PUBLISHED: 07:32 12 March 2015 | UPDATED: 14:38 12 March 2015

A GP checking a patient's blood pressure.

A GP checking a patient's blood pressure.

PA Wire/Press Association Images

One in five patients in Redbridge are waiting “far too long” to see their GP – the highest in London.

Tal Ofer, 35, of Hainault

Mr Ofer said he approached his local surgery for an appointment but was told he would have to wait a further nine days to see a GP about the severe pain he was experiencing in his ankle.

He said: “I pay my taxes, and my national insurance which fund the NHS, and it is simply not acceptable that you would have to wait that long for an appointment.

“I am in a lot of pain with my ankle and I can’t put any weight on it. I am worried something is really wrong. I should be given an appointment sooner than nine days, this isn’t a third world country.”

Mr Ofer also has a three-year old daughter who had to wait four days for an appointment when she was suffering from a high temperature.

“We had to take her to the hospital in the end, because we couldn’t take the risk with our child’s health. This is a systematic and very serious problem, that could have life-threatening consequences for children”, he said.

And only 60pc of patients said they were able to book an appointment or speak to someone, also the worst in the capital.

A London Assembly report published this month said better GP care reduced A&E usage, leading to huge financial savings.

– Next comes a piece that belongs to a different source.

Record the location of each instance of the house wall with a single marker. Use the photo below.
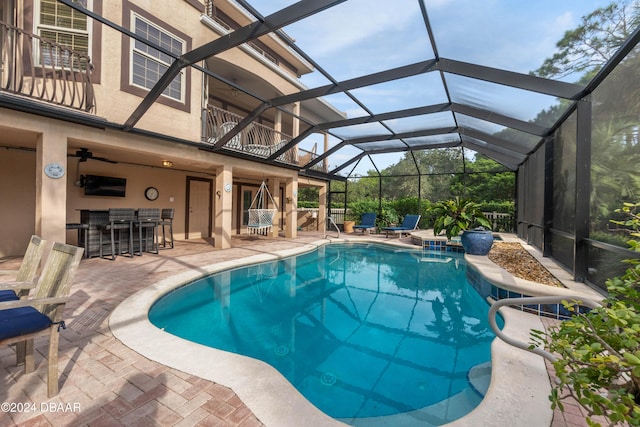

A patient staying in hospital one day costs ten times more than a year’s treatment with a GP.

BHRUT (Barking, Havering and Redbridge University Hospitals Trust) has consistently failed to meet A&E waiting time targets, recording its worst quarter in the past five years at the end of 2014.

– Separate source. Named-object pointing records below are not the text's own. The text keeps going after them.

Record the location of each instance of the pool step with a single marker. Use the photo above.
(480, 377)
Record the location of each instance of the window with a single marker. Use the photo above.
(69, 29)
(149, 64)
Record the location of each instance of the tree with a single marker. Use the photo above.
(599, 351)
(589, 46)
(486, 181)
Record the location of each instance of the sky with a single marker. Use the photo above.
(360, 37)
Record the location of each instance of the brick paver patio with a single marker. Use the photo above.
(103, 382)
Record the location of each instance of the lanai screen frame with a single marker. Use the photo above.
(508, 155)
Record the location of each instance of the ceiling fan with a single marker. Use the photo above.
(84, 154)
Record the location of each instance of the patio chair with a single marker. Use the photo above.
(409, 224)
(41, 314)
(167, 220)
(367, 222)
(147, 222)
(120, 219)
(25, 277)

Roger Evans, London Assembly Member for Redbridge, said GP services could not match population growth in the borough.

“The bottom line is that people do have to go somewhere when they are ill,” he said. “If we do not make it a priority to sort out the problems accessing GP care in the borough, there will be no real alternative for people and what you’ll have is a continued overloading on A&E services.”

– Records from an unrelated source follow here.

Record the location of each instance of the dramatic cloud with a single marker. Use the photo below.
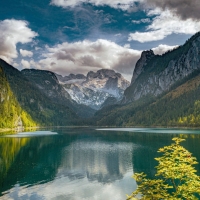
(163, 25)
(26, 53)
(122, 4)
(81, 57)
(25, 63)
(162, 48)
(184, 8)
(13, 32)
(145, 20)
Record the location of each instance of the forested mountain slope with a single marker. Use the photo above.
(164, 91)
(41, 109)
(155, 74)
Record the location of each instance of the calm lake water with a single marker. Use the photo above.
(82, 163)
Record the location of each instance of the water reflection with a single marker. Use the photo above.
(82, 163)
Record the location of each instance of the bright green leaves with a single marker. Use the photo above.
(177, 178)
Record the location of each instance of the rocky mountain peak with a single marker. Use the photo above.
(139, 67)
(103, 73)
(64, 79)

The latest figures, taken from NHS England’s GP Patient Survey published in January, also show fewer patients in Redbridge had a “good” overall experience of surgeries than in any other borough at 74pc, compared to 87pc in Richmond and Sutton which topped the list.

Redbridge was one of six boroughs in London granted new powers to directly manage its own GP services.

Healthbridge, a new federation of GPs, launched an evening and weekend appointment scheme in December, based from a “hub” at Newbury Park Health Centre.

Dr Anil Mehta, chairman of Redbridge CCG, said improving access to GPs was a top priority.

“Our ambition is not just to reduce appointment waiting times, but to give patients better, more innovative care more tailored to their individual needs,” he said.

The Assembly report Access to GP Care estimated more than 16,000 GPs will be needed in London by 2021, with the number of new trainees falling short of the government’s national target of 3,250 a year.

Growing numbers are taking early retirement and emigrating, the report found.